Die Südafrikanerin Marlene Dumas, eine Kaskade blonder Locken, wogende weiche Brust und ansteckendes Kichern, ist die Malerfürstin unserer Zeit. Oder das Nächste, was an die Bezeichnung herankommt. Ich durfte sie im Vorfeld ihrer grossen Ausstellung in der Fondation Beyeler in London treffen – hier mein Bericht.
Männliche Malerfürsten kennt man – mit wenigen Ausnahmen kommen sie aus Deutschland: Gerhard Richter, Georg Baselitz, Markus Lüpertz. Sie sind virtuos, selbstsicher, haben eine imperiale Malgeste und sagen Sachen wie kürzlich Baselitz dem «Spiegel»: dass die Frauen nicht malen können.
Nun, diese eine kann. Darüber gibt es keinen Zweifel. Selbst bei ihren Kritikern nicht. Ihr virtuoser Strich, die mühelose Beherrschung der Farbe, die schnellen Wechsel zwischen Tusche, Öl, Acryl, Aquarell, wobei Öl nicht selten wie Aquarell aussehen kann, die stupende Verwandlung der medialen Bilderflut in Tableaus von existenzieller Tiefe – darin gleicht Marlene Dumas vielleicht am ehesten dem grossen Gerhard Richter, dass sie das alles nur so aus dem Pinsel schütteln kann. Die grossen Retrospektiven der letzten Jahre haben ein Land nach dem anderen in den Zustand der Be- und auch Verwunderung über ihre beflügelte Fertigkeit versetzt. Die, welche in zwei Wochen in die Fondation Beyeler kommt, war schon (leicht anders) in Amsterdam und in der Tate Modern in London zu sehen.
Sammler halten an ihren Werken mit religiösem Eifer fest
«Oh, nein, nein», ruft Marlene Dumas bei unserem Treffen in einem Londoner Café unweit der Tate und schüttelt ihre unbändigbare Mähne. «Nennen Sie mich nicht Meisterin! Vor jedem neuem Werk stehe ich perplex da und weiss nicht, wo beginnen.» Und dann lacht sie, als ob sie mir gerade einen guten Witz erzählt hätte.
«Wenn man erst tot ist, scheint alles so wunderbar logisch, solange man aber lebt …» sie winkt ab, «… it is a mess, a mess!», ruft sie dann laut, bis sich die Köpfe nach uns umdrehen. Ihr südafrikanisch gefärbtes Englisch wärmt, die sorglose Herzlichkeit auch. «A mess», das heisst Chaos, denkt man, der Urzustand, aus dem alles Leben entstand.

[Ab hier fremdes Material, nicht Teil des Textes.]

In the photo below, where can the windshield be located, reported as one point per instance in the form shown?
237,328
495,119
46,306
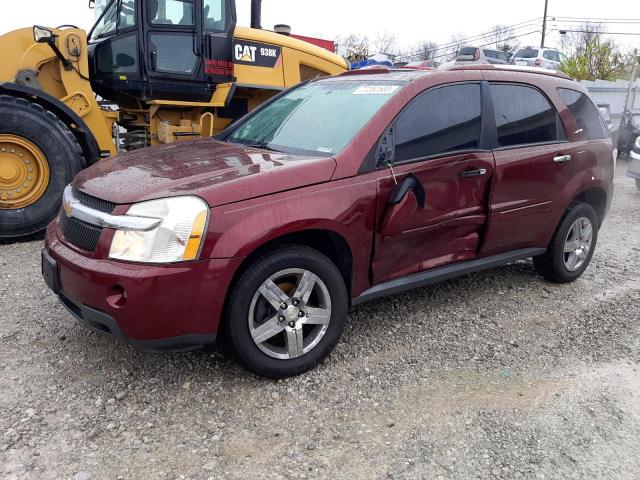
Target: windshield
318,119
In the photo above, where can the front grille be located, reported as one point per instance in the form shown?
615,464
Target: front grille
81,234
78,233
93,202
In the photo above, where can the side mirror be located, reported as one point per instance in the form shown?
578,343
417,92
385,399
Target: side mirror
385,152
42,34
124,60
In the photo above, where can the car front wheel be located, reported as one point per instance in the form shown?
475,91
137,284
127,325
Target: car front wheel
287,312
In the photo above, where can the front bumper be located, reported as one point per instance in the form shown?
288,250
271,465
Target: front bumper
633,170
154,307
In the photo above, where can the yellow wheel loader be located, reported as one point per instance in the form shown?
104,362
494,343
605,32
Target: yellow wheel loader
148,72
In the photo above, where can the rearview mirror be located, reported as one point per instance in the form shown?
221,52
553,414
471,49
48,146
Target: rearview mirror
42,34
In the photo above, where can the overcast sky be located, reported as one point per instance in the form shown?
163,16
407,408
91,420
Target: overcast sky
411,21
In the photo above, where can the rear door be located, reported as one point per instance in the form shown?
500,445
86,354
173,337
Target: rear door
533,164
440,153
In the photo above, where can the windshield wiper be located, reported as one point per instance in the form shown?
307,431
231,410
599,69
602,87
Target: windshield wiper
260,145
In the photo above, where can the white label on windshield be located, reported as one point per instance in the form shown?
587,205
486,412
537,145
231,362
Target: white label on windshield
376,89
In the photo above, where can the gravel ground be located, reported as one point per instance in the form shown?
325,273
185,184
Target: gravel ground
494,375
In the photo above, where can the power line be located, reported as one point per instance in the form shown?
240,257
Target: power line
475,38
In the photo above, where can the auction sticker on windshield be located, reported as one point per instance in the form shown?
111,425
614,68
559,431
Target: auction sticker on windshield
376,89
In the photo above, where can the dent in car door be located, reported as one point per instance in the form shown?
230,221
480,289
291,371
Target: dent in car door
533,164
437,140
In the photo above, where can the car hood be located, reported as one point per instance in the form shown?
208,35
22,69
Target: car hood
218,172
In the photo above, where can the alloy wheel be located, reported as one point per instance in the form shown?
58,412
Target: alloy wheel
290,314
578,244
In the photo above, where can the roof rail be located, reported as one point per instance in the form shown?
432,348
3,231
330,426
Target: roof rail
513,68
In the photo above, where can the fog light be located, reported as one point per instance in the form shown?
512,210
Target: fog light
117,297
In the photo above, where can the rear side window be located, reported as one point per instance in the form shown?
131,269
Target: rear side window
551,55
527,53
524,116
584,112
467,51
443,120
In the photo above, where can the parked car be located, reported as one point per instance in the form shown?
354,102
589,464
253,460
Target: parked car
422,65
539,57
633,170
334,193
482,56
629,132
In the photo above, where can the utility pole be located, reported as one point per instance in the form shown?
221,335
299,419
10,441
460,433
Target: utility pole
544,23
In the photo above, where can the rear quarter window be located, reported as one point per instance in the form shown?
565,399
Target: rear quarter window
584,112
524,116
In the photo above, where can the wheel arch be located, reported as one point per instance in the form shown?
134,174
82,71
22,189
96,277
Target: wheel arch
597,198
77,126
328,242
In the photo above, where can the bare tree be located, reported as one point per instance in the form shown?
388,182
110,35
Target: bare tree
501,37
385,43
456,41
591,55
426,50
354,47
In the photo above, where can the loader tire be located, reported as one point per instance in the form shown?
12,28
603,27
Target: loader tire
39,156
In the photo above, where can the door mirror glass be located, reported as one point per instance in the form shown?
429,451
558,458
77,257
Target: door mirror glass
385,153
124,60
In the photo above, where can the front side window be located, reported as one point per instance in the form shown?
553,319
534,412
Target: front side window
319,118
127,15
584,112
442,120
171,12
108,23
121,14
119,55
174,52
524,116
215,15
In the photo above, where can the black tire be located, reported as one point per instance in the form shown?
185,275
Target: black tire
551,265
237,333
25,119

Nichts bereitet einen weniger vor auf die quirlige Lebhaftigkeit von Marlene Dumas’ Person als ihre Werke. Sie sind weder unordentlich noch üppig. Auch nicht fröhlich. Der Humor, der hie und da vorkommt, ist eher schwarzer oder derber Art. Und doch treffen einen ihre Bilder mitten ins Gesicht. Sie erschüttern jede Gewissheit – was ist gut, was ist böse? Wozu sind wir auf dieser Erde? Und warum so kurz?
Veronikas Schweisstuch mit dem Gesichtsabdruck Jesu stellt man sich so wie diese Bilder vor. Die Farbe wässrig, die Linie rudimentär, der Ausdruck aufs Wesentliche reduziert. Eine trauerlose Ahnung des Todes schlummert in all diesen Porträts, Figuren, Szenen, auch wenn sie handfeste Erotik ausstrahlen.

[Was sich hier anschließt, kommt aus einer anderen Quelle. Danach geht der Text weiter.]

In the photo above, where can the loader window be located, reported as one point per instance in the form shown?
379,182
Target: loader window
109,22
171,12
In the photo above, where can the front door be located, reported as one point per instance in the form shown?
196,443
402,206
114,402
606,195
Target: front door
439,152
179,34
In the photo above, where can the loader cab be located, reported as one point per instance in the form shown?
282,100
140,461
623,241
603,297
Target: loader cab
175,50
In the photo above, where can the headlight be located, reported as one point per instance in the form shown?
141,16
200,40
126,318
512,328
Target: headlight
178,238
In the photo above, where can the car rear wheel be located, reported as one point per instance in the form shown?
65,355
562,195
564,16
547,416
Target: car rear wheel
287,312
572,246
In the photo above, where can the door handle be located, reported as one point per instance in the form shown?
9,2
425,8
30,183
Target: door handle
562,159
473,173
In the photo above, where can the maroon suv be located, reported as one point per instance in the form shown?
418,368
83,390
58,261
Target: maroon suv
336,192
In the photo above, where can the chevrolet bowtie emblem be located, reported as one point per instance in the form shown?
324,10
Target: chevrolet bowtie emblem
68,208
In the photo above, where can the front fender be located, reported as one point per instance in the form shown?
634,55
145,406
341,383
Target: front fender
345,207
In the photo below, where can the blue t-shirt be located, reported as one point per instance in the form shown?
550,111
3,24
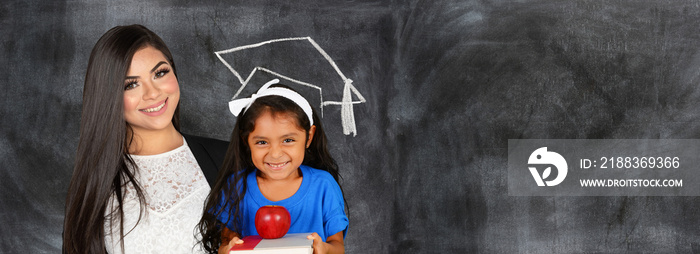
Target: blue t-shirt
317,206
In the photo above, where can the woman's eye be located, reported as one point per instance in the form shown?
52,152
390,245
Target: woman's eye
162,73
131,84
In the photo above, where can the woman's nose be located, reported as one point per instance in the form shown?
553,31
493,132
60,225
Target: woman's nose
150,90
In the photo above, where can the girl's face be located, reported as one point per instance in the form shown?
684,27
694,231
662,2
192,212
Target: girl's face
277,146
151,91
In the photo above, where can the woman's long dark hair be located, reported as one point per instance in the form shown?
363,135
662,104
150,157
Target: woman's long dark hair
102,160
238,164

Kein Wunder, halten Sammler von Marlene Dumas’ Werken an ihrem Besitz mit religiösem Eifer fest. Sotheby’s gibt selbst zu, 5 Millionen Pfund Garantie einem Privatsammler für ein Werk geboten zu haben – vergeblich. Wenn mal etwas versteigert wird, bricht es schnell Rekorde. Wie «The Visitor» 2008, das sie mit 3,1 Millionen Dollar Zuschlagpreis kurz zur teuersten lebenden Künstlerin machte. Inzwischen ist sie die drittteuerste – nach Yayoi Kusama und Cady Noland.

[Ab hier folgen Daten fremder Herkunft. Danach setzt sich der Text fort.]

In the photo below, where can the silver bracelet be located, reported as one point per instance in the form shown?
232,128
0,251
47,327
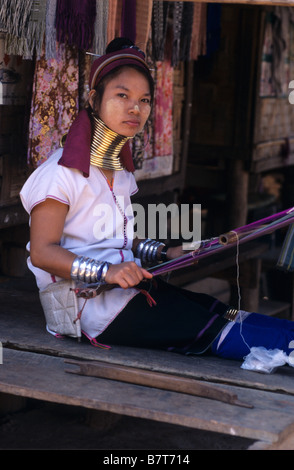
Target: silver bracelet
89,270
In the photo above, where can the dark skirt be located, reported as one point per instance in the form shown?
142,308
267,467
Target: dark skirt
179,321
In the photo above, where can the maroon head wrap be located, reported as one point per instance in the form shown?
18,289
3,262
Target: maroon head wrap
76,152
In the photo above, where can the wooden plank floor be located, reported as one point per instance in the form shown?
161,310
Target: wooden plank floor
43,377
34,366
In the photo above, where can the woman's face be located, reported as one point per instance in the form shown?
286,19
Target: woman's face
126,102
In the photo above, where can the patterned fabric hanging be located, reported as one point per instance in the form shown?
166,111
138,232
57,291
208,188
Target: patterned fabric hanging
163,103
177,28
128,19
143,22
159,26
50,34
54,103
186,31
100,27
24,23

Malt man so wie Dumas, wenn man mitten in der Apartheid in Südafrika aufgewachsen ist? Die 61-Jährige lebt erst seit den 1970er-Jahren in Holland. «In Südafrika», antwortet Dumas nachdenklich, «blieb vieles unausgesprochen. Das war das Schwierige.» Dann zieht sie ein Buch hervor, in dem sie einst schrieb: «Südafrika ist mein Inhalt, Holland ist meine Form, aber die Bilder, mit welchen ich mich beschäftige, kennt jeder.»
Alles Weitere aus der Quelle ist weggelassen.